|"Becoming California, a series that brings the California Gold Rush alive with the people who lived it."
Old Time Shootout at Gold Flat
Jailbreak! The word rocketed around the small community.
It was November 3, 1856, and bandit Jim Webster had escaped from the Nevada City Jail. What was to follow would haunt some residents of this Gold Rush town for the rest of their days.
Webster had made Nevada city his headquarters during his brief two-year outlaw career.
"Although a price was placed on his head," Ruth Herman writes in her book More Than Gold, "occasionally he boldly came into towns where he was known, but where none were courageous enough to stop him." Finally he was stopped and jailed, briefly.

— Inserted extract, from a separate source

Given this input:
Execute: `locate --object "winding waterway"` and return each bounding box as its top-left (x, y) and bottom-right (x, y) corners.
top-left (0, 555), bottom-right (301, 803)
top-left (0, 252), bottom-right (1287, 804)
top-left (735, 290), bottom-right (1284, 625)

As word of Webster's escape spread, reports came to Sheriff W.W. Wright that two unattended horses had been spotted at nearby Gold Flat.
In the spring of 1851 Gold Flat was an impressive mining camp, about a mile from Nevada City. Today, as with so many places that blossomed and disappeared quickly during the Gold Rush, its only remaining relic is a name on a street sign.

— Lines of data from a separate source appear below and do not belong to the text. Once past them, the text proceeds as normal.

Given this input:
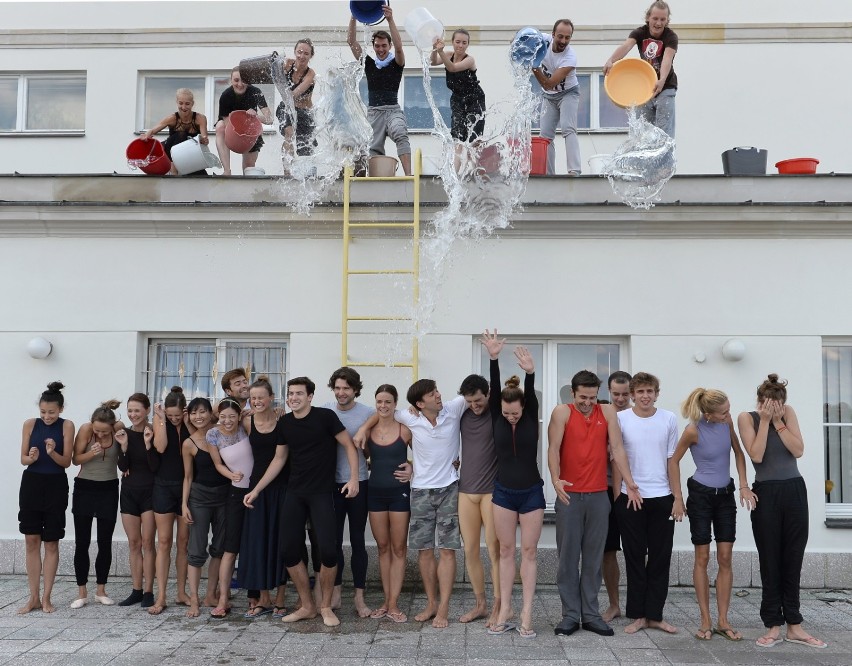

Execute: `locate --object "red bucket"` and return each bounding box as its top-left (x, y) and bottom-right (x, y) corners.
top-left (225, 110), bottom-right (263, 154)
top-left (126, 138), bottom-right (171, 175)
top-left (775, 157), bottom-right (819, 175)
top-left (530, 136), bottom-right (551, 175)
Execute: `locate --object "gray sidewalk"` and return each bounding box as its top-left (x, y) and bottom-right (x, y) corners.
top-left (0, 575), bottom-right (850, 665)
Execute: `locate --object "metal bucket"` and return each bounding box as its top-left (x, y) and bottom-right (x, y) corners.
top-left (239, 52), bottom-right (279, 85)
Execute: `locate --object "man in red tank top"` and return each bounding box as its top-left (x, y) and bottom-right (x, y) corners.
top-left (547, 370), bottom-right (641, 638)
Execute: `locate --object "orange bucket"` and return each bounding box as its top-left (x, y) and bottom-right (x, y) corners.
top-left (604, 59), bottom-right (658, 108)
top-left (530, 136), bottom-right (550, 175)
top-left (775, 158), bottom-right (819, 174)
top-left (224, 110), bottom-right (263, 154)
top-left (126, 138), bottom-right (171, 175)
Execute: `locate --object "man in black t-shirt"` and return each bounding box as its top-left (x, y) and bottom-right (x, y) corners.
top-left (278, 377), bottom-right (360, 628)
top-left (215, 67), bottom-right (273, 176)
top-left (347, 6), bottom-right (412, 175)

At its prime Gold Flat was a busy village with two stores, a butcher shop, four boarding houses, six saloons and the Round Tent gambling house. Thirty cabins and 300 people thrived and then disappeared a year later as miners moved on to richer spots. Claims were consolidated into large tracts as companies began sluicing away the dirt from the remaining gold. The houses were hauled off to Marysville.
By 1856 and the jail break, only one store remained, near the Sneath Clay mine. A few people still lived at Gold Flat.
As Wright led his men toward the spot where the horses had been seen, a Gold Flat resident, Wallace Williams gathered his neighbors and hid near the horses, awaiting the return of the desperadoes.
Darkness fell and the Gold Flat men waited, shuffling their feet and quieting the waiting horses so their presence would not be given away. These brave citizens were about to capture, or kill, a wanted outlaw. They heard men approaching and readied their weapons.
Shots were fired and returned.
"It was not until the two groups had exchanged gunfire that Deputy Plummer recognized on the other side Wallace williams' loud voice," writes Ms. Herman. The citizens had mistaken the approaching lawmen for the escaped bandit and his cohorts.
"Light was brought to the scene and the torches revealed that Sheriff W.W. Wright was dying and a deputy was critically wounded; he died the next day."
The Gold Flat men who mistakenly killed their sheriff and a deputy that night were burdened with remorse for years. Some took to hard work in the mines trying to forget that dark night, others simply stopped work and sank into depression.
And the bandit Webster? He got clean away.